In that moment, I spied an orange glow in the hill to the east. I raced toward it. Perhaps I was racing toward a brigand camp, but even a death at the hands of forest raiders would be better than to fall to my pursuers. As I ran, the distant glow drew into focus, separating and coalescing into the shape of two windows. It was a small cottage at the top of the hill. I sprinted toward the door, threw it open, ducked inside, and forced my back against it.

In the glow of lamplight before me I saw 5 stunned faces: a man, a woman, and three children. The man and woman had been sitting at an oak table; the children had been curled up on straw mattresses.
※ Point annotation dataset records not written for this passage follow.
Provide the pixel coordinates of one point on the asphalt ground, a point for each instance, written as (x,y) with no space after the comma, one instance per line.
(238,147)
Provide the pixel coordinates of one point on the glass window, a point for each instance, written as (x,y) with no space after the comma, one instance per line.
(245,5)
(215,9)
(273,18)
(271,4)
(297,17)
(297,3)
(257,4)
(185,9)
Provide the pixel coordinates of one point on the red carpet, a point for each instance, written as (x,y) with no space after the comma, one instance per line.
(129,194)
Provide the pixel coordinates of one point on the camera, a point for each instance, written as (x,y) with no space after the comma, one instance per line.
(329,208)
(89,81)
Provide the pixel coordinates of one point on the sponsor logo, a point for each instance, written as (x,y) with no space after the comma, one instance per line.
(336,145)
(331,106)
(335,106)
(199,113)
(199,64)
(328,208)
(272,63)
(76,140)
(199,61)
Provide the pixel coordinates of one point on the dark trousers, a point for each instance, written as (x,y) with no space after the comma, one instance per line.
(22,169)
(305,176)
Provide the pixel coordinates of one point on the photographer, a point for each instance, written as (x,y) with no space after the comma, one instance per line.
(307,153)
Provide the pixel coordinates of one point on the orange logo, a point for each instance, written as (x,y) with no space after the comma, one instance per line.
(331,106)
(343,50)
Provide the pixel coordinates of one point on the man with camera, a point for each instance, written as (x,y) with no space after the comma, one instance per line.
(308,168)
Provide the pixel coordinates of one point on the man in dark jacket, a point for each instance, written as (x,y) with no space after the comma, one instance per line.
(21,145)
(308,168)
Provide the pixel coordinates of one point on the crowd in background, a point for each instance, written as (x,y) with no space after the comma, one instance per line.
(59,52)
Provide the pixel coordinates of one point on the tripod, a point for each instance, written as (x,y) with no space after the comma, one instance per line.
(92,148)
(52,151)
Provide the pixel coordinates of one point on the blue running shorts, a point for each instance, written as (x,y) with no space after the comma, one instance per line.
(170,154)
They were certainly surprised, but it seemed like they sized up the situation faster than I'd expect them to. The man raced to the door and threw his weight into it beside me. An unearthly wail erupted from outside the door, then came scratching, clawing, thumping. The door gave under their weight once, twice, thrice, but we held fast. And then they were gone.

We heard the gnarlends' rustling shamble and nightmarishly melancholy chorus fade into the forest. The man, an Askarian by the looks of him, dusted me off and helped me to my feet. He wordlessly lumbered to the table, poured a flagon into a dented metal cup, and handed the cup to me. “Your health,” he grunted. “Hunter, eh?” he asked as I put the cup to my lips. I nodded. “Hunters always welcome here. Drive off th' demons, keep out th' evil.” I smiled and took a deep draught of the drink. “Always welcome...” he seemed to trail off. Then it all went to fog.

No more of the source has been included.